Monday, March 4, 2013

Looking for Orion

When I was little, somewhere between the age of old-enough-to-remember and second grade, my dad took me out stargazing.

We didn't go very far from home - we just went to the backyard.  But we stood there, and we looked up at the sky, and my dad taught me how to pick out constellations.  The big dipper, the little dipper, all the usual.  But the one I most liked, and the only one I can still find to this day, was Orion.  The Hunter.

It's possible that the reason why I liked Orion so much was that it was the only one I actually saw.  I don't particularly remember any "aha!" moment with the others, but I vividly remember the pride that I felt upon locating the three stars that make up Orion's belt, and being able to put together the rest of the picture from there.  After all, a single finger pointing at the expanse of the universe isn't the most accurate of navigation methods.  Being able to see for myself what my dad was pointing at was a big deal.

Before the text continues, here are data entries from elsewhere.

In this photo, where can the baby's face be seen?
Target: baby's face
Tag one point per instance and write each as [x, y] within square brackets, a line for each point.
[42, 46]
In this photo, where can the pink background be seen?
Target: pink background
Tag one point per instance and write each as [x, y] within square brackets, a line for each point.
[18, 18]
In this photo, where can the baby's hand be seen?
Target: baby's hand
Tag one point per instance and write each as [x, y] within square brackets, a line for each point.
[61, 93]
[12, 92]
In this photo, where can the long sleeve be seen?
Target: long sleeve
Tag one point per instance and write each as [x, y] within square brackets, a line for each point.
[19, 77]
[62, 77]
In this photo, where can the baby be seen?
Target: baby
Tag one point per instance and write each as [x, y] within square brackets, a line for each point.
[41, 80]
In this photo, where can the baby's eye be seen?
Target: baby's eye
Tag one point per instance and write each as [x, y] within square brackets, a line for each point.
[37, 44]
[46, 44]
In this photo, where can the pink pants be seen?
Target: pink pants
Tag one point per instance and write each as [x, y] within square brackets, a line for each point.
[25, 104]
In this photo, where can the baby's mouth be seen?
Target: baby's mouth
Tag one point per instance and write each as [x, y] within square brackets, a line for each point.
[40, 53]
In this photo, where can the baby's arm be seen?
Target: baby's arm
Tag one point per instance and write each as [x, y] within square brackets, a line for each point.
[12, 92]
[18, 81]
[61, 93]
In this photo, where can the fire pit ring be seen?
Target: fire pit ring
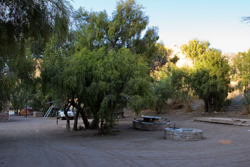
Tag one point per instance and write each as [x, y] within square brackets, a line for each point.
[183, 134]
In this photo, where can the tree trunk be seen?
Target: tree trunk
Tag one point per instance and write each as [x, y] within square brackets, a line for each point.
[95, 123]
[76, 120]
[157, 111]
[67, 118]
[26, 101]
[210, 106]
[206, 105]
[101, 130]
[85, 119]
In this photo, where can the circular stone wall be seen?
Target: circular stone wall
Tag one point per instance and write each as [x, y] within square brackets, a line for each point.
[183, 134]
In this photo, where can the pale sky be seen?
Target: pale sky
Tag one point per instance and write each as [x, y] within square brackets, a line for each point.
[216, 21]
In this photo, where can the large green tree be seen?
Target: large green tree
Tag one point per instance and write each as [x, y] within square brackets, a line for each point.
[195, 49]
[123, 29]
[242, 64]
[210, 80]
[20, 22]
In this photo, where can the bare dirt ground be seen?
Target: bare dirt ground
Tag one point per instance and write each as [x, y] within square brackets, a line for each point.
[36, 142]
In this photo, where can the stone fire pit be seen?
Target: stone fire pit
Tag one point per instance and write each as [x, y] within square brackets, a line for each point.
[183, 134]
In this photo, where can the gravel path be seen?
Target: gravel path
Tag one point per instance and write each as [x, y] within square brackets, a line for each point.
[36, 142]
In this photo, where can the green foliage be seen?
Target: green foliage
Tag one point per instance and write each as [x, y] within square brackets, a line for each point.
[123, 29]
[195, 49]
[242, 63]
[246, 103]
[25, 28]
[210, 79]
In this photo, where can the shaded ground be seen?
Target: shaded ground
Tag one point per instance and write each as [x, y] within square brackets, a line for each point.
[36, 142]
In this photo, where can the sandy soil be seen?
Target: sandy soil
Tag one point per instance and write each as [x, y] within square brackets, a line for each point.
[36, 142]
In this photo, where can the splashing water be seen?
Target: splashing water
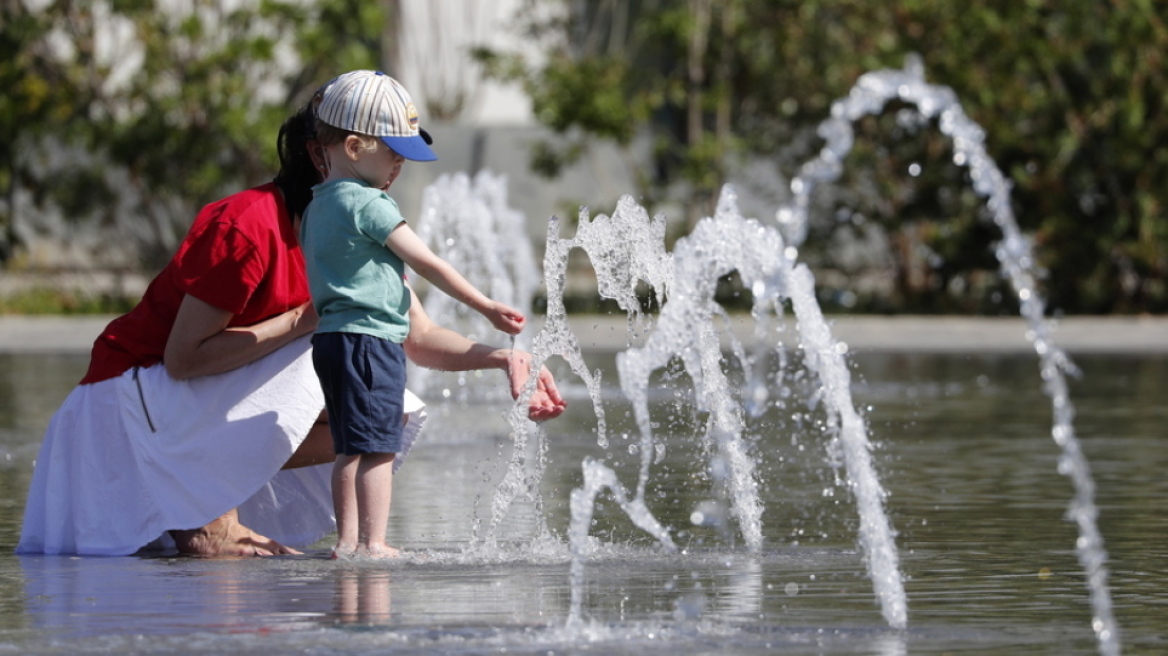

For years since then, Orion is the only constellation that I have been able to locate with any degree of regularity.  I remember being able to see it from the driveway of our new house when we moved the next year, and the constellation remained with me as I grew up.  I didn't acknowledge at that time that Orion was becoming a sort of constant companion to me.  Constellations aren't exactly a frequent conversation topic among adolescents these days.

After I graduated from high school, I entered into a six-year period without stars.  Night skies dotted with celestial lights gave way to the hazy glow that hangs around big cities.  Lexington, Paris, and Dallas all hid the stars from me.  There were intervals within these years, of course, when I was met with a starry night, typically on camping trips or during late-night travel.  But those moments were filled with a more general awe than any intentional picking-out of constellations, which became lost in the unending canvas of stars spread before me.

So I lost Orion for awhile.  But when I moved here, to Murfreesboro, I found him again.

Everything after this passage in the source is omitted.